Chlorpromazine may be given for excitement or the management of hallucinations. A beta-adrenoceptor blocking agent may be required to control cardiac arrhythmias. Acute poisoning with chlorobutanol is also highly improbable considering the concentration in the drops and the method of administration, however treatment for overdosage would be aspiration and lavage.

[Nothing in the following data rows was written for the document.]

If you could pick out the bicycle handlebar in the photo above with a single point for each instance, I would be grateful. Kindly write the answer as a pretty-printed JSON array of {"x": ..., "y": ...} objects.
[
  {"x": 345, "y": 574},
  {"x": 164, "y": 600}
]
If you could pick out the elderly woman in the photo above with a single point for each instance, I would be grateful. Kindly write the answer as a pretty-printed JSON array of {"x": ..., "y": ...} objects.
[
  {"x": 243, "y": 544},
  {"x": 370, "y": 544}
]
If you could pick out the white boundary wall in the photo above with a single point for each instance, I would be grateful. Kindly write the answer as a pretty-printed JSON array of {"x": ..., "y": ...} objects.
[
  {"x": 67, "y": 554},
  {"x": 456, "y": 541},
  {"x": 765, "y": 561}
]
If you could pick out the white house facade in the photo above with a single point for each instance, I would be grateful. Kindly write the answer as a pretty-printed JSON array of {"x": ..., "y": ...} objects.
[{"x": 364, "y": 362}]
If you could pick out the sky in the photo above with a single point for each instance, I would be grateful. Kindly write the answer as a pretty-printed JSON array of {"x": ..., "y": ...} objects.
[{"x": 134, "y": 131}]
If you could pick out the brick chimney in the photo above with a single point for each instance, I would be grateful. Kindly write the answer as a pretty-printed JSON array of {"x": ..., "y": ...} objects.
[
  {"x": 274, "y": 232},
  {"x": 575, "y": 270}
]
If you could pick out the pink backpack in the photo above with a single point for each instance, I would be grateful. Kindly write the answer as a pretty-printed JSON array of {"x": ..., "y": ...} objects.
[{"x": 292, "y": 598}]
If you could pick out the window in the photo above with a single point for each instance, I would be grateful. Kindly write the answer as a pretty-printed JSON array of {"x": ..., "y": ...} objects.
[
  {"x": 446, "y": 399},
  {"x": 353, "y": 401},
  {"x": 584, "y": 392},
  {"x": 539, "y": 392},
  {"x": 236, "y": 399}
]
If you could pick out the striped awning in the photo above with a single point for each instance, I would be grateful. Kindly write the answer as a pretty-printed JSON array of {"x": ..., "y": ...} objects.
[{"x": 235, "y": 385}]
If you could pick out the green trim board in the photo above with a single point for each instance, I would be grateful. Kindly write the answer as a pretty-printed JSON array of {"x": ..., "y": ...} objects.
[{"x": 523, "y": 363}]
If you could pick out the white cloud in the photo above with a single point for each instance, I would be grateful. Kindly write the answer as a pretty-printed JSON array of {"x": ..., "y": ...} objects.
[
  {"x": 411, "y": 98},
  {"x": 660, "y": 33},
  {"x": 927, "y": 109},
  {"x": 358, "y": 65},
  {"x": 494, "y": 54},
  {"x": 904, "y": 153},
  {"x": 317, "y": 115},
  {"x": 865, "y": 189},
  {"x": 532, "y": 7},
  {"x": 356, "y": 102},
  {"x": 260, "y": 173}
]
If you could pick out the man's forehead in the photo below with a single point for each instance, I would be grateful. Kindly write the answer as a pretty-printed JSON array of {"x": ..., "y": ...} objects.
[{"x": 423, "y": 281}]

Ephedrine hydrochloride is applied locally to relieve congestion of mucous membranes in acute sinusitis and hay fever. It has a stimulant action on the respiratory centre. Ephedrine releases norepinephrine from storage sites in the sympathetic nerves to the effector organ. It exhibits tachyphylaxis; repeated infusions become less effective as the releasable stores of norepinephrine are depleted.
Ephedrine redistributes the blood flow and causes cardiac stimulation, without markedly raising the blood pressure.
Sympathomimetic drugs exert their effect by vasoconstriction of the mucosal blood vessels, which in turn reduces the thickness of the nasal mucosa. However, they can give rise to a rebound phenomenon as their effects wear off, due to a secondary vasodilation with a subsequent temporary increase in nasal congestion.
Ephedrine is readily and completely absorbed from the gastro-intestinal tract. It is resistant to metabolism by monoamine oxidase and is largely excreted unchanged in the urine, together with small amounts of metabolites produced by hepatic metabolism. Ephedrine has been variously reported to have a plasma half-life ranging from 3 to 6 hours depending on urinary pH; elimination is enhanced and half-life accordingly shorter in acid urine
No data of relevance, which is additional to that included on other sections of the SPC.
Chlorobutanol BP, Sodium Chloride BP, Purified Water BP.
10 ml: 18 months unopened, 2 months after first opening.
500 ml: 18 months unopened.
10 ml: amber glass, winchester bottle with 20mm R3 plastic wadded cap.